At one point people’s unhappiness with Scarlett and Rhett would have surprised me, because I first read Gone with the Wind when I was 12. I had never read a story where the heroine was not only unkind and selfish but altogether quite unlikeable, and yet somehow admirable too. Until that point, my understanding of heroes was that they must be wholly pure characters who triumphed without ever dirtying their hands or compromising their morals. Cinderella. Nancy Drew. Aslan. Even Tolkien’s hobbits seemed notably heroic for the qualities they lacked – ambition, greed, arrogance – rather than traits they possessed.
All of these characters were heroic in their goodness and restraint. They did not steal husbands, they did not shoot people and they weren’t selfish, all of which Mitchell’s Scarlett did, and was. But in the end, in Mitchell’s world it was the good woman who died, and the bad one who lived, though we understood she would live alone and unloved.

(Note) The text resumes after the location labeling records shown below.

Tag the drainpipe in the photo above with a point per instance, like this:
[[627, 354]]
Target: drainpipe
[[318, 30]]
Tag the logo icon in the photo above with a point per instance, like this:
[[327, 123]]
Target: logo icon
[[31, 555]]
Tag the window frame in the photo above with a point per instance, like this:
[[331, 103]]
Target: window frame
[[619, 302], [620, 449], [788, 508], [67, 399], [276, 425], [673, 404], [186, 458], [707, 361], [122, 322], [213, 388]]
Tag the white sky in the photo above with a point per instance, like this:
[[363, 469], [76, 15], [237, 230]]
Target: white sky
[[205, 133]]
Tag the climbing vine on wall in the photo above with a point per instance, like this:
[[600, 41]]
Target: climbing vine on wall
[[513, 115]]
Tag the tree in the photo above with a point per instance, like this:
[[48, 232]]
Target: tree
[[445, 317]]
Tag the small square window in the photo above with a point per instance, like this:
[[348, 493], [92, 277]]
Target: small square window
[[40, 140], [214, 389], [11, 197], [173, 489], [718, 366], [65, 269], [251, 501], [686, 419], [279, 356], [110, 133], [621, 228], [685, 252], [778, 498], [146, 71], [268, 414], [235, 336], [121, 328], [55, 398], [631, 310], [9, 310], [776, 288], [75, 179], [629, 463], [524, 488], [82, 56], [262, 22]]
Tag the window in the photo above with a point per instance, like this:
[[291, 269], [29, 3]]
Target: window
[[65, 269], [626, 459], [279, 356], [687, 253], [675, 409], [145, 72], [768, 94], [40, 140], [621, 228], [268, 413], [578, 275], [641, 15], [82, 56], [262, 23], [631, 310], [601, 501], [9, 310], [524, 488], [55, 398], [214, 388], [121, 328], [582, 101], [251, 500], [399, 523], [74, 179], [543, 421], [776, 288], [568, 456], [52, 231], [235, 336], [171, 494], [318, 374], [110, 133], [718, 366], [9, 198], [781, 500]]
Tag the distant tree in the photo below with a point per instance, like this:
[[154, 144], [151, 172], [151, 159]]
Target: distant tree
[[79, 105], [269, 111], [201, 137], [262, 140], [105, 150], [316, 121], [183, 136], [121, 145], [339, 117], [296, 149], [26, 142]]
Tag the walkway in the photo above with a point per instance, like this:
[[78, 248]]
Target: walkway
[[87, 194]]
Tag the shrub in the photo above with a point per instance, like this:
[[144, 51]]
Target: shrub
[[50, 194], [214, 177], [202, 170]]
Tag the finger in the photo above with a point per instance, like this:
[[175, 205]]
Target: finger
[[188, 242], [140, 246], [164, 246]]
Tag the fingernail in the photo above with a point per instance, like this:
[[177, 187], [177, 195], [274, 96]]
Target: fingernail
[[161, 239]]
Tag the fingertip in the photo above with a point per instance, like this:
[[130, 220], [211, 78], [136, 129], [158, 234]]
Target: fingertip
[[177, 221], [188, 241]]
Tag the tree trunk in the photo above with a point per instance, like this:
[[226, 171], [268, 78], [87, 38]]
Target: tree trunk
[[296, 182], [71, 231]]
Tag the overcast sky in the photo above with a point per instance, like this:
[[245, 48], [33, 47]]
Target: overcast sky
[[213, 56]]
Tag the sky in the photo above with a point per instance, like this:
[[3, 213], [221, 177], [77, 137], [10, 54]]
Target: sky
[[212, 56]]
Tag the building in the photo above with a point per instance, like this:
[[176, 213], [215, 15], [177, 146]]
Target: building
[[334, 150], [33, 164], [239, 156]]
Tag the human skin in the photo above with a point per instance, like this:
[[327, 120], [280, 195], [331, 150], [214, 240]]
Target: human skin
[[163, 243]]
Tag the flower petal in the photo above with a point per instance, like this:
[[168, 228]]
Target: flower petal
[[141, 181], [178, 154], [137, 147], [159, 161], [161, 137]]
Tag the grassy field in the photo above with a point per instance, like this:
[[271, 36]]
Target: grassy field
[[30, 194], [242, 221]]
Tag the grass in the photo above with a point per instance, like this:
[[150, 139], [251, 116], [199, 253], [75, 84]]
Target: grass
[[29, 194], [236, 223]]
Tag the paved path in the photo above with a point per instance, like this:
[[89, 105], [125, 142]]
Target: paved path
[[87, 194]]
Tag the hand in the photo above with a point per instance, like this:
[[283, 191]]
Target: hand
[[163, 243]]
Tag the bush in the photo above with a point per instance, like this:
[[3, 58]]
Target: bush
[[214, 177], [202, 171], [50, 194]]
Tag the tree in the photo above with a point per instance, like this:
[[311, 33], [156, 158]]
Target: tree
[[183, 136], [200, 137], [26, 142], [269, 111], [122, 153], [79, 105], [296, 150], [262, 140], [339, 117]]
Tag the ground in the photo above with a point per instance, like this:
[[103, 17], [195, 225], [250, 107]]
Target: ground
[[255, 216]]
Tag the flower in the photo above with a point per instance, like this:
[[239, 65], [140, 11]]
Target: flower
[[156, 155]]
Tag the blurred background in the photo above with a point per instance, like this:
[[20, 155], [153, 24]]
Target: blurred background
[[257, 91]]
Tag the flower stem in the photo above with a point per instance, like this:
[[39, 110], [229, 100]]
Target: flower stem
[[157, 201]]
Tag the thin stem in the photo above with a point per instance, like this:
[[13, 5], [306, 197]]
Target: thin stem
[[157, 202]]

I have since read many, many books with characters who are sometimes admirable but seldom likeable, and who live their lives in shades of gray. But this was the first, and it had an effect on me. So years later, when I studied the book in a university English class, I was surprised to find that my perceptions of it were quite different than those my 12-year-old self, who had been far more captivated by the individual wearing the drapes and rooster feathers than she was by issues of race and racism.
I was thinking about this when I came across another article about the Higher Ed bubble debate, which essentially argues that too many people are going into debt in order to go to university or achieve a higher credential.
Now, many people have argued eloquently on both sides of the arguement, but for my part, Scarlett and Mami are the best examples I know for why people should go to university if they’re inclined to. I can’t think of anyplace else where you’ll be so thoroughly exposed to different thoughts, ideas and opinions than the rest of your life and social circle affords.
Some of these ideas can change the way you view the world. Some of them can be uncomfortable. The Brazilian film City of God haunts me to this day, and had it not been on the syllabus, I never would have watched it. I certainly didn’t enjoy it and I can’t say what precisely I learned much from it, but I do know my life would be less rich for it. School brings these sorts of experiences to your doorstep, and job prospects and a higher income aside, I wouldn’t trade this exposure for anything.
I wonder if anyone has had a similar experience in school. What have you encountered in your career as a student that has affected you – was it a book? A professor? A concept? I’d love to know.